The Lexus GX460 isn’t sold in huge volumes for Toyota. In other parts of the world, the nearly identical Toyota Land Cruiser is perhaps more popular but still isn’t Camry-like in its sales success. Nevertheless, one has to wonder whether this could have a negative impact on Toyota’s formerly stellar reputation. Formerly? Hmm, perhaps Toyota never lost nearly as much credibility as we’ve led ourselves to believe. Toyota was America’s best-selling brand in March. The Toyota Camry was the best-selling car in the States in March, and Lexus was the best-selling luxury brand in the country in March. Still, it’s not a good thing when one of your vehicle’s is forced up on the shelf where Marilla Cuthbert keeps the “raspberry cordial”.
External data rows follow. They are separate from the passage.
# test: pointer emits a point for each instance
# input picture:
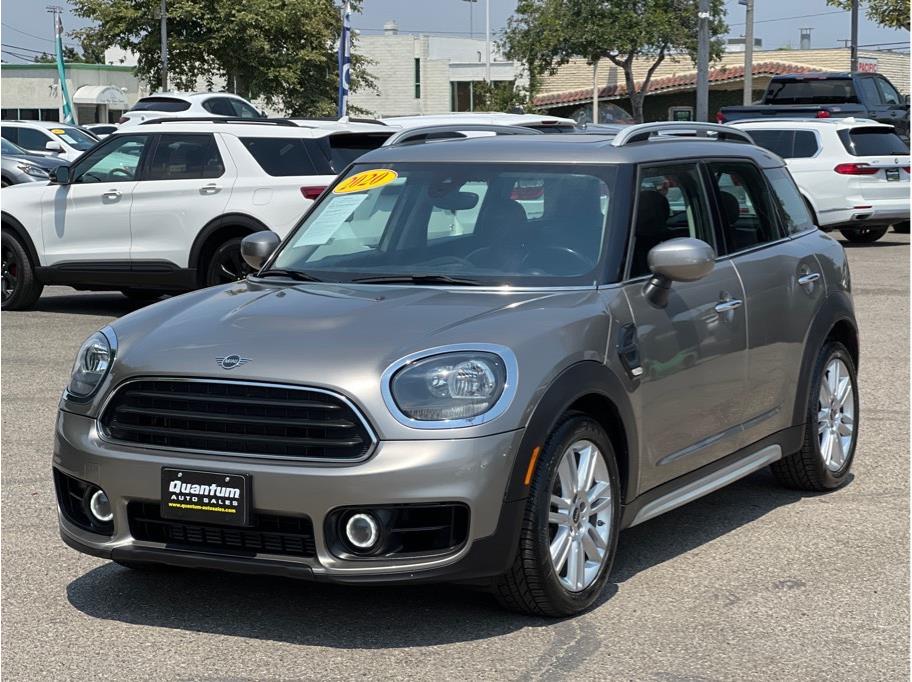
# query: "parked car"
(189, 104)
(385, 402)
(45, 138)
(162, 207)
(18, 166)
(853, 174)
(828, 95)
Thanks to the revamped model line, sales of the Lexus GX460 had been higher than last year. In March of 2009, Lexus sold just 561 GX SUVs in the United States. Last month, Lexus GX460 sales reached 1,785. Where are a couple thousand potential Lexus customers to turn with the GX460 such a dangerous consideration? The Good Car Guy has five excellent ideas, and every one of them is less expensive than the $51,970 Lexus GX460. Read about each option all after the jump, and check out the Consumer Reports video regarding the GX460’s rollover risk while you’re at it.
Audi Q7 3.6: If space is your concern, the three-row Q7 has boatloads. Though not hardcore off-road, the Audi Q7 will be far more of a delight on real roads than a Lexus GX460 could’ve been, safe or not.
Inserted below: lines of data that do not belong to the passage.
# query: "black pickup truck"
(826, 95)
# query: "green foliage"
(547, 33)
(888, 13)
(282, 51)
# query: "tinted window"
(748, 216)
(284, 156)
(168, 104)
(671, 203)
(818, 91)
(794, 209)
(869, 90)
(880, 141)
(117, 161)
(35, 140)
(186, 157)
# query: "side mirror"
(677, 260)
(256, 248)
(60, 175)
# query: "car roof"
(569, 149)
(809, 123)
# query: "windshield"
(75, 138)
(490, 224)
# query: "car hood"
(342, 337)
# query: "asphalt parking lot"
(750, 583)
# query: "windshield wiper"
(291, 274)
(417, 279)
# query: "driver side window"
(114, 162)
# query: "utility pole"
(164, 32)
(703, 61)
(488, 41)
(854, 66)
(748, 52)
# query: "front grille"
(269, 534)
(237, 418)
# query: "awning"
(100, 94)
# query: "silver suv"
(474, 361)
Land Rover LR4: Gorgeous and capable, the LR4 is the latest in a long line of allegedly unreliable British SUVs. The company is now owned by India’s Tata, but an aura of British aristocracy still pervades.
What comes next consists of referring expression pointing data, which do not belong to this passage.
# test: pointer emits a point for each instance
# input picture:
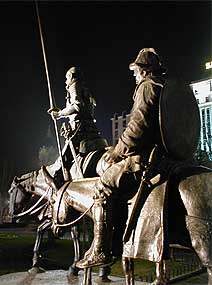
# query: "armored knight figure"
(130, 156)
(79, 111)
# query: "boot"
(96, 256)
(48, 178)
Mercedes-Benz ML350 BlueTec: There ain’t nothin’ wrong with diesel when it brings 400 lb-ft and a possible Alternative Motor Vehicle Tax Credit.
Volkswagen Touareg TDI: Here’s more German diesel to go along with the Benz. A Touareg would love to be challenged with the same kind of terrain GX460’s tame. And the VeeDub can accept the challenge while consuming a gallon of gasoline every 20 miles, instead of every 17 as in the Lexus GX460.
Volvo XC90 V8: Long in the tooth it may be now, but the XC90 was a hit when it first arrived 212 years ago. In fact, just last year the XC90 was beating up on the Lexus GX in U.S. Sales Stats. Still a very attractive vehicle, particularly inside the cabin, the XC90 is also the only V8-powered SUV on this list.